The court heard that he was attempting to pay back what was stolen and had so far saved £10,000 to be repaid through his advocate.
Boatwright-Smith, 35, carried out the thefts by issuing refunds to himself electronically for goods that customers had not returned.
He said he had read a local newspaper article about a similar crime and thought he could do it himself.
Boatwright-Smith had been with the company for 18 months before he started the thefts in February 2016. The first was for £41.50. By the time he was caught, he had made false transactions of up to £700 on a single occasion.
In total he committed 70 fraudulent transactions worth £41,731.97 until he was caught in August 2019. A manager noticed numerous duplicate receipts on his work station and an internal investigation was started.
CCTV showed the defendant seemingly photographing or scanning receipts with his phone.
In an interview with HR officers at the company, he initially denied any wrongdoing but then admitted having money troubles.
The company initially thought he had stolen about £27,000, but Boatwright-Smith argued it was more like half that sum. He gave investigators access codes to all his devices and signed access agreements for bank disclosures, which ultimately revealed the true extent of the losses.
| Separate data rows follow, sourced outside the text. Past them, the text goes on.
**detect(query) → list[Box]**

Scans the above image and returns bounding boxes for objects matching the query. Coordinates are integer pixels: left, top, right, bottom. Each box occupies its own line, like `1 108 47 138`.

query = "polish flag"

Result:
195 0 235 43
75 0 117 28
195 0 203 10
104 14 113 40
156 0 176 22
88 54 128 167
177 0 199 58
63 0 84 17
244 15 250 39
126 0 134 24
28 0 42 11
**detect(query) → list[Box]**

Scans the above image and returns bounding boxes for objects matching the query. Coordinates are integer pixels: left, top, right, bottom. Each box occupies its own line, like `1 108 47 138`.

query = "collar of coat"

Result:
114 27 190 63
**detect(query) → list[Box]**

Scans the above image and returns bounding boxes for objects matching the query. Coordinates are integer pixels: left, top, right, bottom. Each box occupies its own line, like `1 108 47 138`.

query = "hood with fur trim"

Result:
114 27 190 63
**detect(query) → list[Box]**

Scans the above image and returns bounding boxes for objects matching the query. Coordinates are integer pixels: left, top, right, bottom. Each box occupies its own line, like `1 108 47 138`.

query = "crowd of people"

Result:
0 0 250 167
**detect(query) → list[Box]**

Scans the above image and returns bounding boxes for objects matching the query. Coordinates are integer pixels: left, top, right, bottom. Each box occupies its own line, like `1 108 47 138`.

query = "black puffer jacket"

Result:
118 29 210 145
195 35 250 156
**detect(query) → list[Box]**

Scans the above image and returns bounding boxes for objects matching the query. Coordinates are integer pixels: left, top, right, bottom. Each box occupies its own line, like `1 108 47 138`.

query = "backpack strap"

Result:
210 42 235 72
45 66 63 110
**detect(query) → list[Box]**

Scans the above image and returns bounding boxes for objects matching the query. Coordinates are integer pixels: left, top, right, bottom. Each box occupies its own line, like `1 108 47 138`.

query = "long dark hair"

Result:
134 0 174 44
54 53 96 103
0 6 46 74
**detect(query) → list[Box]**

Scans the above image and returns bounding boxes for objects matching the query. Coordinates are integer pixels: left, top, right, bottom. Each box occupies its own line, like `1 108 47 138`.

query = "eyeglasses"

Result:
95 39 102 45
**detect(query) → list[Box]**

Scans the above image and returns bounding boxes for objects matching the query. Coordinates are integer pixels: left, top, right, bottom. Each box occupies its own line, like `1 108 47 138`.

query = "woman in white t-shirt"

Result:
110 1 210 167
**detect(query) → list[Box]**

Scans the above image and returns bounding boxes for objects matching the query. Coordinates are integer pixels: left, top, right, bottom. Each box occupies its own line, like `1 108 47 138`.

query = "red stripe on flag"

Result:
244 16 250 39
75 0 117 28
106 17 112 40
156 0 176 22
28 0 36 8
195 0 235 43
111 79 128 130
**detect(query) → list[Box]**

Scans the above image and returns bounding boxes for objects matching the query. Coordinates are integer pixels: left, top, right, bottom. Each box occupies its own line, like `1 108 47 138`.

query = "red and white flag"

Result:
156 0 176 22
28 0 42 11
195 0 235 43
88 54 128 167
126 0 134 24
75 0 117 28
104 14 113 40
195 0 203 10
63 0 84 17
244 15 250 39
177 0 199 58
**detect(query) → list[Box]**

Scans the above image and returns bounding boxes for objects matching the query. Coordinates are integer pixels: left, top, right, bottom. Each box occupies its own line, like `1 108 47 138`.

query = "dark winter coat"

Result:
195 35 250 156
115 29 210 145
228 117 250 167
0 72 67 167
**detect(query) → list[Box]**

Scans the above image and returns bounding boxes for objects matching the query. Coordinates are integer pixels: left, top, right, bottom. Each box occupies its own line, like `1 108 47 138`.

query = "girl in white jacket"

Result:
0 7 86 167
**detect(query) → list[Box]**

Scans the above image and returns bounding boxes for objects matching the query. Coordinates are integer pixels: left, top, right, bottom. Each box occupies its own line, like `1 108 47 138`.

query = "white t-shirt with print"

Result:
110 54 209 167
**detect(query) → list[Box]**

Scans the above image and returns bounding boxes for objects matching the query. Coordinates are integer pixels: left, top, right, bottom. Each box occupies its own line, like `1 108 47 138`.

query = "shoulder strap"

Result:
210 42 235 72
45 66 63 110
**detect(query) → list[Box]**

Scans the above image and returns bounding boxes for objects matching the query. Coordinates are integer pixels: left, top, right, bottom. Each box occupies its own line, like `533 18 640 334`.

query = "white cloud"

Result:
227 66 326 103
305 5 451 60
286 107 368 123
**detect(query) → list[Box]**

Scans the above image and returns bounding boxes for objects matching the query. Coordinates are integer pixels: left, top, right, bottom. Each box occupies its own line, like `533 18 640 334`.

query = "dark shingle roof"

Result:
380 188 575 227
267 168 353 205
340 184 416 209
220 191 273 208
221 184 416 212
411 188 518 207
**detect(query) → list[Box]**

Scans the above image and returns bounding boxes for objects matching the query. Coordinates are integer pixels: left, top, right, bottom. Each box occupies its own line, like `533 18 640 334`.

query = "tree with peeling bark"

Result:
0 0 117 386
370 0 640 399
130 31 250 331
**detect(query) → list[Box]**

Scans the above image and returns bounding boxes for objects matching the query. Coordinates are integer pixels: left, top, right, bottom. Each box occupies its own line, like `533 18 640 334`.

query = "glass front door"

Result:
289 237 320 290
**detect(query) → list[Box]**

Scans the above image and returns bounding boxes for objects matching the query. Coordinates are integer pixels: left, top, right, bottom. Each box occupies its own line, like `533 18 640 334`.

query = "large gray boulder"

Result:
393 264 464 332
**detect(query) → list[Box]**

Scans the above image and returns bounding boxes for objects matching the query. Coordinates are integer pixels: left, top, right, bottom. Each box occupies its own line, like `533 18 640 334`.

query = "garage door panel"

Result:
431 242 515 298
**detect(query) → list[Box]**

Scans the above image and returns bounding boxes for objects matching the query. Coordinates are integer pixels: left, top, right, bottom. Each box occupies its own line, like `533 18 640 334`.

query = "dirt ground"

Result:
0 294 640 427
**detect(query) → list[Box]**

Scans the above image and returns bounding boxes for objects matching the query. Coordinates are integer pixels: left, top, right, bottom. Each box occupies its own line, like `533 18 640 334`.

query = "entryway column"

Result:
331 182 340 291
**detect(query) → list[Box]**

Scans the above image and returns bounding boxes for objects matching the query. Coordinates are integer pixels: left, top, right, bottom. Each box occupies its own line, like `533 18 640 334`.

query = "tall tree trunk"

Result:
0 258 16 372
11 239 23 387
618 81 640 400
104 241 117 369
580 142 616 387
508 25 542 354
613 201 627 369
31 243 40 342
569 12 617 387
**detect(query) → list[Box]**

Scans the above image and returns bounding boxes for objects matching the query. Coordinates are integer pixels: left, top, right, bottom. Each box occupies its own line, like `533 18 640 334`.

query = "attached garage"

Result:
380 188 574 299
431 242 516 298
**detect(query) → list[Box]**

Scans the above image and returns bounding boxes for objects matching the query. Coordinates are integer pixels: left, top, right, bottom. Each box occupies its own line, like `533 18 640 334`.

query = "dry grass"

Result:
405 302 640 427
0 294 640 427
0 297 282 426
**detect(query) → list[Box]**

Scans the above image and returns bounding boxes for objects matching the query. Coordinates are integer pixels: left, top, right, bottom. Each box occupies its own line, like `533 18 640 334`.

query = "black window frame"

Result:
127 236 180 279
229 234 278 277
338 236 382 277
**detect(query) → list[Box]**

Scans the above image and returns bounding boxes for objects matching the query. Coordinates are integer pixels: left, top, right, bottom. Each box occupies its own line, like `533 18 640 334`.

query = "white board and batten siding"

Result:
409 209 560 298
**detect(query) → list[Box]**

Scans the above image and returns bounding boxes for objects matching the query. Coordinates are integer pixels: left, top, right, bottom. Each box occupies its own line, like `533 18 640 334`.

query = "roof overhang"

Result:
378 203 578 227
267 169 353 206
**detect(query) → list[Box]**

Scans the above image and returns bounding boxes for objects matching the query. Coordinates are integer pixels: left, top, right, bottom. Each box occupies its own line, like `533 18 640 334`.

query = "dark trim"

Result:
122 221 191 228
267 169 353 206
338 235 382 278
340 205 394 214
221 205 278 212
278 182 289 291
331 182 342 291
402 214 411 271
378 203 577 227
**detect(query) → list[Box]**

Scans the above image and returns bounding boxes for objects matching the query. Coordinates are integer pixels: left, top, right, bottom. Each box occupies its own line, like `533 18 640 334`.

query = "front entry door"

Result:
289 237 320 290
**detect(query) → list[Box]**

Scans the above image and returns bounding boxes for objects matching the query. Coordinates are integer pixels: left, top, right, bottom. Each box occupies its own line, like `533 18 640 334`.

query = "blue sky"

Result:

Advocate Andrew Ayres, for the defendant, said his client did not lead a lavish lifestyle, but he and his family could barely cover their rent and expenses.
It emerged that Boatwright-Smith had kept copies of all the receipts to calculate if he could cover his outgoings.
Advocate Ayres said that his client had given an unprecedented level of co-operation with the investigation, including a ring binder of bank statements, and had admitted the thefts at the first opportunity.
Lt-Bailiff Russell Finch said the defendant had admitted a single charge of fraud by abuse of position. He had defrauded his employer in order to improve his marital relationship and to appear a successful husband.
Both the probation and the psychology reports noted that he realised his wrongdoing over what Mr Finch called a serious, protracted and shameful abuse of trust, which had required a long investigation.
While the court would always take such matters very seriously, Boatwright-Smith’s co-operation and early guilty plea were very much in his favour and Mr Finch said he considered this to be a ‘rare and exceptional case’.
He was ordered to perform 180 hours of community service as a direct alternative to 12 months in prison, and arrangements would be made for this to be done in the UK, plus a compensation order was made to Creasey’s for the full amount.